Hingegen liegt die Erfolgsquote des Testbetriebs insgesamt, also unter Einbezug der externen Rechtsvertreter, mit rund acht Prozent tiefer als das Mittel der Beschwerden vor Bundesverwaltungsgericht. Alberto Achermann, Migrationsspezialist an der Universität Bern, hat an der Evaluation des Testbetriebs mitgewirkt. Er hält es für möglich, dass enttäuschte Asylsuchende versucht haben, über externe Rechtsvertreter trotz geringer Erfolgsaussichten Beschwerden zu führen und abgewiesen worden seien. Insgesamt aber seien die Zahlen schwierig zu vergleichen. Nicht zuletzt deshalb, weil die komplizierten Fälle nicht abschliessend im Testzentrum behandelt worden seien; diese Personen kommen gemäss dem neuen Asylgesetz ins erweiterte Verfahren und werden vom Bundeszentrum zu den Kantonen transferiert. Es gäbe künftig also ein gemischtes System mit festangestellten Juristen für das Bundeszentrum und eines mit freien Anwälten für die Verfahren ausserhalb.

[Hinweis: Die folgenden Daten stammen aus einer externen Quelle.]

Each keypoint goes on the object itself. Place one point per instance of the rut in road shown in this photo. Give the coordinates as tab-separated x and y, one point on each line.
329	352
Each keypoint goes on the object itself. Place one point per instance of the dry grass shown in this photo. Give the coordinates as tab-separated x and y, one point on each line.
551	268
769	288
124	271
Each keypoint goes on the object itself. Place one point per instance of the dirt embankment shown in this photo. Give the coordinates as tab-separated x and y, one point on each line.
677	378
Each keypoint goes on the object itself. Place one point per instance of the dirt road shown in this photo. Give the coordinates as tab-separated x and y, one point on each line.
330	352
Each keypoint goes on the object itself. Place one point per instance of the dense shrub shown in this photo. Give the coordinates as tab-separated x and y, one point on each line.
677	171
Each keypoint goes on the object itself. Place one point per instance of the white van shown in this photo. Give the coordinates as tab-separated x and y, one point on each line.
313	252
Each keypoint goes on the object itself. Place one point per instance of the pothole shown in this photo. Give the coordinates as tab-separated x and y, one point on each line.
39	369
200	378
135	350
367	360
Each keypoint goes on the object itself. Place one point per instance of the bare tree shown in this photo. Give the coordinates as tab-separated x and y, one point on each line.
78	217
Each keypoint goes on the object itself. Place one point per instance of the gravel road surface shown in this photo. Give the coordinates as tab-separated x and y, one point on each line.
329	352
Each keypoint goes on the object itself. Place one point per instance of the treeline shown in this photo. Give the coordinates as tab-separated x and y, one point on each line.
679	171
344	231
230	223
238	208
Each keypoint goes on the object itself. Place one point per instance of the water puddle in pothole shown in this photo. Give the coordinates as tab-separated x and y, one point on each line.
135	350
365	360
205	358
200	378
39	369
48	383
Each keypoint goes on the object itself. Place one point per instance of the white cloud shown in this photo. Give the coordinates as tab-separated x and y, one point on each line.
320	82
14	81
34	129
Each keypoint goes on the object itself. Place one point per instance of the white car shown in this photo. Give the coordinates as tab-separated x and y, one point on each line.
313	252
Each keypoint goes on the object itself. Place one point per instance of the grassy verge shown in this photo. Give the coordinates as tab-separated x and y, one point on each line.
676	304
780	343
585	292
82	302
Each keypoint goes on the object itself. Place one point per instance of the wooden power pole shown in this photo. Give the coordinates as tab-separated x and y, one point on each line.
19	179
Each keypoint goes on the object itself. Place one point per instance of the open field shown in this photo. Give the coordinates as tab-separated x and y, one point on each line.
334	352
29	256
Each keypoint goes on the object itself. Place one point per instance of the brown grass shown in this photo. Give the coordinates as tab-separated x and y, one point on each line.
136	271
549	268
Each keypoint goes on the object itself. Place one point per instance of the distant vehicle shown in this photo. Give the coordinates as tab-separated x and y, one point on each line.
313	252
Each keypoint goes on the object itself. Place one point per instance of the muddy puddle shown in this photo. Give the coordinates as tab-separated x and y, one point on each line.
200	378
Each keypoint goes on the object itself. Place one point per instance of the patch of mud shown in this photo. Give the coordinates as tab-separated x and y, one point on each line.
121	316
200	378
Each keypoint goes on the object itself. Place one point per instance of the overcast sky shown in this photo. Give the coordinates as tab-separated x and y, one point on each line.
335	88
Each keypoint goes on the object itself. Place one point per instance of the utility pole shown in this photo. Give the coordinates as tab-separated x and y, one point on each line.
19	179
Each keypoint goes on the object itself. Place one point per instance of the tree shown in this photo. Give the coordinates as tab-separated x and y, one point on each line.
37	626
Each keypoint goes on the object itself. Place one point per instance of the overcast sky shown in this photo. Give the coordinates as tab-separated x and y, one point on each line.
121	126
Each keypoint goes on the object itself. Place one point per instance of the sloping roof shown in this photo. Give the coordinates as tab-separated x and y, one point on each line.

Gratis, aber nicht holländisch

Unentgeltlich für die Asylsuchenden sind auch sie, auch wenn die SVP als Kritikerin der «Gratisanwälte» dies anders darstellt. Bereits heute garantiert die Bundesverfassung jeder Person, die nicht über die erforderlichen Mittel verfügt, Anspruch auf unentgeltliche Rechtspflege, wenn ihr Rechtsbegehren nicht aussichtslos erscheint. Soweit es zur Wahrung ihrer Rechte notwendig ist, hat sie Anspruch auf unentgeltlichen Rechtsbeistand. Von holländischen Zuständen (vgl. Text unten) ist die Schweiz weit entfernt. Den Grund dafür erklärt Stefan Frey, Mediensprecher der Schweizerischen Flüchtlingshilfe (SFH), so: «Der grösste Unterschied liegt in der Verfahrenskultur: Im holländischen System gehört eine Beschwerde zum Verwaltungsverfahren dazu.» Dies zeige sich in der generell sehr hohen Rekursquote, die auch in anderen Rechtsgebieten festzustellen sei. Zudem habe die Rechtsvertretung in Holland nur beschränkt die Möglichkeit, im erstinstanzlichen Verfahren auf einen korrekten Sachverhalt einzuwirken. Die Rechtsvertreter hätten meist keinen engen Kontakt mit den Asylsuchenden und seien nicht bei den Anhörungen dabei. Der Informationsstand und die Dossierkenntnis seien gegenüber der Rechtsvertretung in der Schweiz als tiefer einzuschätzen. Frey sagt: «Die relativ hohe Beschwerdequote und die ansprechende Erfolgsquote sind ein Zeichen für die unzureichende Entscheidqualität der holländischen Behörden.»

Der Bund beziffert die Mehrkosten für die Rechtsvertretung auf jährlich 56 Millionen Franken. Durch die Beschleunigung der Verfahren soll der Spareffekt aber deutlich grösser sein.